# Integration with mzMatch and PeakMLViewerPy

The new ipaPy2 package is fully integrated with [mzMatch](https://github.com/UoMMIB/mzmatch.R).
mzMatch is a data processing pipeline for metabolomics LC/MS data. This pipeline revolves around the PeakML file format, which is designed to contains all the information obtained from the processing of a LC/MS-based untargeted metabolomics experiment.  

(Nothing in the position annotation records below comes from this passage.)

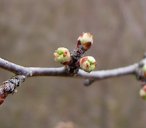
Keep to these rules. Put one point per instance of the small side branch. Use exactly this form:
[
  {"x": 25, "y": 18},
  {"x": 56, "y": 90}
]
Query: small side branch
[{"x": 9, "y": 86}]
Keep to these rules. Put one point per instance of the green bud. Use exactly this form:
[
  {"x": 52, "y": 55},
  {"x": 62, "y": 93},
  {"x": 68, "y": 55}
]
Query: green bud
[
  {"x": 85, "y": 40},
  {"x": 87, "y": 63},
  {"x": 62, "y": 55}
]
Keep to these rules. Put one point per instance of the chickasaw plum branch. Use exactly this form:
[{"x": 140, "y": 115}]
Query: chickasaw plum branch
[{"x": 75, "y": 65}]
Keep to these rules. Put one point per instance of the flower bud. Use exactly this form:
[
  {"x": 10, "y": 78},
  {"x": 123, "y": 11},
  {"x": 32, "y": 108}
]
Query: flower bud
[
  {"x": 142, "y": 92},
  {"x": 62, "y": 55},
  {"x": 87, "y": 63},
  {"x": 85, "y": 40}
]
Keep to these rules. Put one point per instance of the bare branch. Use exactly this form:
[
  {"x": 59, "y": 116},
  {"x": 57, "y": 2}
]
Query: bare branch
[
  {"x": 9, "y": 86},
  {"x": 61, "y": 71}
]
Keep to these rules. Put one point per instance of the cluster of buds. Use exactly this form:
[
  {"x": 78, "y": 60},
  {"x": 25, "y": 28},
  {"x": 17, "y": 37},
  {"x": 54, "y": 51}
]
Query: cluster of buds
[{"x": 87, "y": 63}]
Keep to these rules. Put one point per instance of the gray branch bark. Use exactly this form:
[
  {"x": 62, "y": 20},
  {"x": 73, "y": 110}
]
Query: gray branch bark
[{"x": 61, "y": 71}]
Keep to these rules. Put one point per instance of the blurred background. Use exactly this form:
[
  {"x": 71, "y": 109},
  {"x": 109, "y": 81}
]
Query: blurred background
[{"x": 30, "y": 31}]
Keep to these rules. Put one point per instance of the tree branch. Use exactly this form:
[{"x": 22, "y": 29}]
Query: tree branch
[{"x": 21, "y": 73}]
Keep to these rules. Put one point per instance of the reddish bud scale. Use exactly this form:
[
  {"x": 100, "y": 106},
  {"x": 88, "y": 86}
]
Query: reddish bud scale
[
  {"x": 3, "y": 97},
  {"x": 85, "y": 41}
]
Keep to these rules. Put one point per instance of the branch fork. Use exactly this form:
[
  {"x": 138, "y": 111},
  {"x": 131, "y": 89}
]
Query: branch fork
[{"x": 74, "y": 65}]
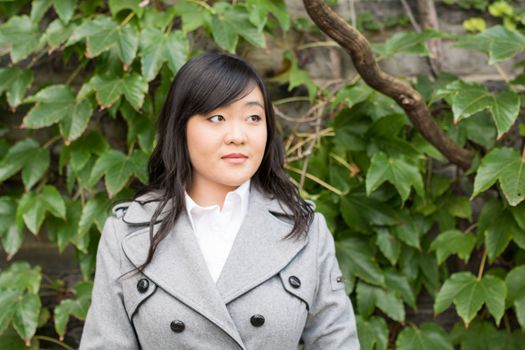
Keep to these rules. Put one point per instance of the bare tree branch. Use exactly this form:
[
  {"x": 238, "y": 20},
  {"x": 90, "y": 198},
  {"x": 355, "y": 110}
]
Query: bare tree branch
[{"x": 409, "y": 99}]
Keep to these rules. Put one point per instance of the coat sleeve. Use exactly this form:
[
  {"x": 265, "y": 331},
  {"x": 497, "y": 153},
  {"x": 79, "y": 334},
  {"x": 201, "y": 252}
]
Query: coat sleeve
[
  {"x": 331, "y": 321},
  {"x": 107, "y": 325}
]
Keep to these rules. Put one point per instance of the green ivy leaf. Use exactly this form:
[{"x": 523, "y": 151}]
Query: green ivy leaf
[
  {"x": 357, "y": 260},
  {"x": 408, "y": 43},
  {"x": 231, "y": 22},
  {"x": 65, "y": 230},
  {"x": 118, "y": 168},
  {"x": 373, "y": 333},
  {"x": 21, "y": 36},
  {"x": 55, "y": 104},
  {"x": 507, "y": 166},
  {"x": 26, "y": 315},
  {"x": 352, "y": 94},
  {"x": 15, "y": 82},
  {"x": 515, "y": 282},
  {"x": 398, "y": 171},
  {"x": 104, "y": 33},
  {"x": 400, "y": 285},
  {"x": 110, "y": 88},
  {"x": 428, "y": 336},
  {"x": 53, "y": 201},
  {"x": 498, "y": 226},
  {"x": 387, "y": 302},
  {"x": 20, "y": 157},
  {"x": 260, "y": 9},
  {"x": 453, "y": 242},
  {"x": 12, "y": 237},
  {"x": 140, "y": 127},
  {"x": 408, "y": 231},
  {"x": 298, "y": 76},
  {"x": 94, "y": 212},
  {"x": 484, "y": 335},
  {"x": 82, "y": 149},
  {"x": 498, "y": 42},
  {"x": 34, "y": 169},
  {"x": 469, "y": 294},
  {"x": 158, "y": 47},
  {"x": 459, "y": 207},
  {"x": 19, "y": 276},
  {"x": 469, "y": 99},
  {"x": 65, "y": 9},
  {"x": 32, "y": 207},
  {"x": 11, "y": 340},
  {"x": 361, "y": 212},
  {"x": 115, "y": 6}
]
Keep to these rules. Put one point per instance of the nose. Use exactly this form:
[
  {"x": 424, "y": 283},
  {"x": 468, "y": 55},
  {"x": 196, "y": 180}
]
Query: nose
[{"x": 235, "y": 133}]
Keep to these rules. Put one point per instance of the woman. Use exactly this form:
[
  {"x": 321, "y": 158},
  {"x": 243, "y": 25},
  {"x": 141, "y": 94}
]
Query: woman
[{"x": 223, "y": 251}]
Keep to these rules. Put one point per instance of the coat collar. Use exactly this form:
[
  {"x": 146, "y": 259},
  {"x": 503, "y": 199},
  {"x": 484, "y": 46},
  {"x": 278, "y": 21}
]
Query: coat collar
[{"x": 258, "y": 253}]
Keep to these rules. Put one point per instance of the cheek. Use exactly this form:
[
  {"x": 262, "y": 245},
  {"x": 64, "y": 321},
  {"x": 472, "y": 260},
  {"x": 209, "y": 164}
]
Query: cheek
[
  {"x": 260, "y": 142},
  {"x": 201, "y": 141}
]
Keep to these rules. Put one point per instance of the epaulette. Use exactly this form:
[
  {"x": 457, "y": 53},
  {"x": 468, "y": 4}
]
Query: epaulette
[{"x": 120, "y": 209}]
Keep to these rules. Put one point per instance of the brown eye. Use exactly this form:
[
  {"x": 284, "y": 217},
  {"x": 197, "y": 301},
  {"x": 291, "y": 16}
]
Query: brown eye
[
  {"x": 216, "y": 118},
  {"x": 254, "y": 118}
]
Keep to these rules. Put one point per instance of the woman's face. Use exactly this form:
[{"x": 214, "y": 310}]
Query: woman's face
[{"x": 226, "y": 146}]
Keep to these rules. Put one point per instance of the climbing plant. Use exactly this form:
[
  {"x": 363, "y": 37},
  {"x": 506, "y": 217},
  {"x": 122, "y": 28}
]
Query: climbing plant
[{"x": 409, "y": 224}]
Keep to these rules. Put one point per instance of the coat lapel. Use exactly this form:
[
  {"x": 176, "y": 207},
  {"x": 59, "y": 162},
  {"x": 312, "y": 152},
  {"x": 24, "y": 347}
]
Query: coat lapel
[
  {"x": 178, "y": 267},
  {"x": 258, "y": 253}
]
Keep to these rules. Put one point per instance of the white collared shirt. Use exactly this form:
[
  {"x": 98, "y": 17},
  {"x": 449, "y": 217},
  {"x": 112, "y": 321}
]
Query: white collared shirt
[{"x": 215, "y": 229}]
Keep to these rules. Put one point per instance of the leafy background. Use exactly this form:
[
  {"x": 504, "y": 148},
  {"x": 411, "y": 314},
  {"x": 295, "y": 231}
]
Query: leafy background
[{"x": 413, "y": 232}]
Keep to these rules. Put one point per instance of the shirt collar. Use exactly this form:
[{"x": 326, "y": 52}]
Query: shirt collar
[{"x": 242, "y": 192}]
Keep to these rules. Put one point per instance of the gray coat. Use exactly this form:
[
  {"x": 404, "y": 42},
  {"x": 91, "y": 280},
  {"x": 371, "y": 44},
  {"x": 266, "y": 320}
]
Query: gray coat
[{"x": 271, "y": 292}]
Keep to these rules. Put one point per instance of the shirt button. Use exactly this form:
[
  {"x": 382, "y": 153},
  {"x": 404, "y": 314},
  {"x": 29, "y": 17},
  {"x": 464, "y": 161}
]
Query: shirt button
[
  {"x": 143, "y": 285},
  {"x": 177, "y": 326},
  {"x": 294, "y": 281},
  {"x": 257, "y": 320}
]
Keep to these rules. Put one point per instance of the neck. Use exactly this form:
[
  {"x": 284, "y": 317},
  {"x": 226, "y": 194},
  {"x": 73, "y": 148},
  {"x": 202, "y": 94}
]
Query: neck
[{"x": 205, "y": 193}]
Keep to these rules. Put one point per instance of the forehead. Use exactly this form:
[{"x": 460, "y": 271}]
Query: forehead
[{"x": 251, "y": 97}]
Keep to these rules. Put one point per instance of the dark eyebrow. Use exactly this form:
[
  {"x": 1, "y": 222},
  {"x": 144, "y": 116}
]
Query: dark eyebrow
[{"x": 254, "y": 103}]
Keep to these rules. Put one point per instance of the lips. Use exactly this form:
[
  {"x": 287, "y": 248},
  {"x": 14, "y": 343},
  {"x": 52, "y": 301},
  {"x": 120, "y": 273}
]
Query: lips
[{"x": 234, "y": 156}]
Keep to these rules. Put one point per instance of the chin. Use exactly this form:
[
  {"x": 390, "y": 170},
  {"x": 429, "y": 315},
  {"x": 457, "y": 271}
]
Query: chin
[{"x": 235, "y": 181}]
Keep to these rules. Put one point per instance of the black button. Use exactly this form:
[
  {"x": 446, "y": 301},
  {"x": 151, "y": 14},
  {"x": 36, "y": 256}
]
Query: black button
[
  {"x": 143, "y": 285},
  {"x": 177, "y": 326},
  {"x": 257, "y": 320},
  {"x": 294, "y": 281}
]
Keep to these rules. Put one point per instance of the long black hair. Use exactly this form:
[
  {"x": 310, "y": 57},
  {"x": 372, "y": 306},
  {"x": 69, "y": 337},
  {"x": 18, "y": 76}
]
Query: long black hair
[{"x": 204, "y": 83}]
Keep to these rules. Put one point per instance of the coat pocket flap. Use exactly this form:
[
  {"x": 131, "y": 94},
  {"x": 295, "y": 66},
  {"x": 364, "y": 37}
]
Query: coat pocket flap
[
  {"x": 297, "y": 284},
  {"x": 337, "y": 280},
  {"x": 136, "y": 290}
]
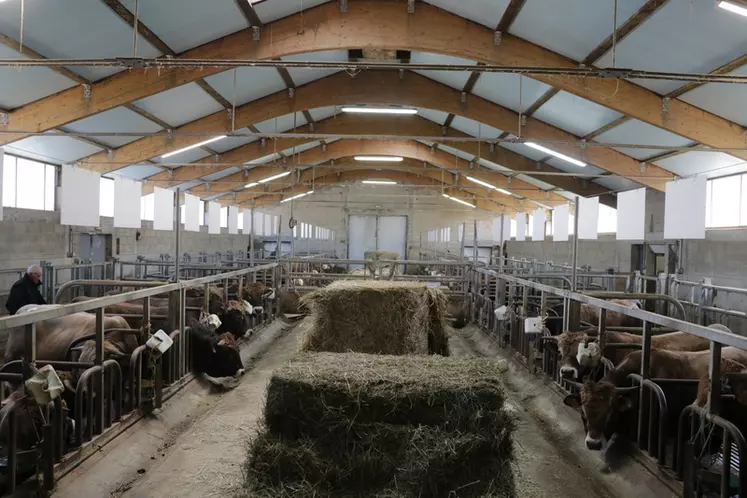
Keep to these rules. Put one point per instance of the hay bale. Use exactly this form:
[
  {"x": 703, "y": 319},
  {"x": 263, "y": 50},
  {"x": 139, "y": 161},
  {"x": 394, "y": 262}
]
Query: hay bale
[
  {"x": 321, "y": 393},
  {"x": 377, "y": 318}
]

As shown below, the new IPA implementation includes the necessary functions to read a .peakml file and extracts the information required to run the IPA method.

In [1]:
from ipaPy2 import PeakMLIO
from ipaPy2 import ipa
import pandas as pd

All the information about the ReadPeakML() function can be found in the help:

In [2]:
help(PeakMLIO.ReadPeakML)

Help on function ReadPeakML in module ipaPy2.PeakMLIO:

ReadPeakML(filename)
    Loading data from a PeakML file
    
    Parameters
    ----------
    filename : string with the name (including path) of the .peakml file.
                It is important to use the allpeaks file generated by the
                mzmatch anlysis, for the proper use of the IPA method.
    
    Returns
    -------
    df : pandas dataframe (necessary)
         A dataframe containing the MS1 data including the following columns:
            -ids: an unique id for each feature
            -rel.ids:   relation ids. In a previous step of the data processing
                        pipeline, features are clustered based on peak shape
                        similarity/retention time. Features in the same
                        cluster are likely to come from the same metabolite.
                        All isotope patterns must be in the same rel.id
                        cluster.
            -mzs: mass-to-cha

Using this function, one can read the .peakml file and obtain the dataframe needed to run the IPA pipeline.
For this example, we used a rather small example .peakml file that can be downloaded from [here](https://drive.google.com/file/d/123bDs8kMTlDbjd1gETSAEe6uCW_fgsSW/view?usp=share_link).

In [3]:
df = PeakMLIO.ReadPeakML('Example_allpeaks.peakml')
df.head()

loading Example_allpeaks.peakml...
parsing 959 peaks...


Unnamed: 0,ids,rel.ids,mzs,RTs,Int
0,1,0,116.070547,45.770423,2170017000.0
1,88,0,117.073691,45.787586,125652000.0
2,372,0,70.065197,45.795901,34876560.0
3,501,0,231.133686,46.183948,25192230.0
4,2,1,104.106842,40.843309,1889172000.0


In order to run the IPA method on this dataset, it is necessary to load the necessary databases:

In [4]:
DB=pd.read_csv('DB/IPA_MS1.csv')
adducts = pd.read_csv('DB/adducts.csv')
Bio = pd.read_csv('DB/allBIO_reactions.csv')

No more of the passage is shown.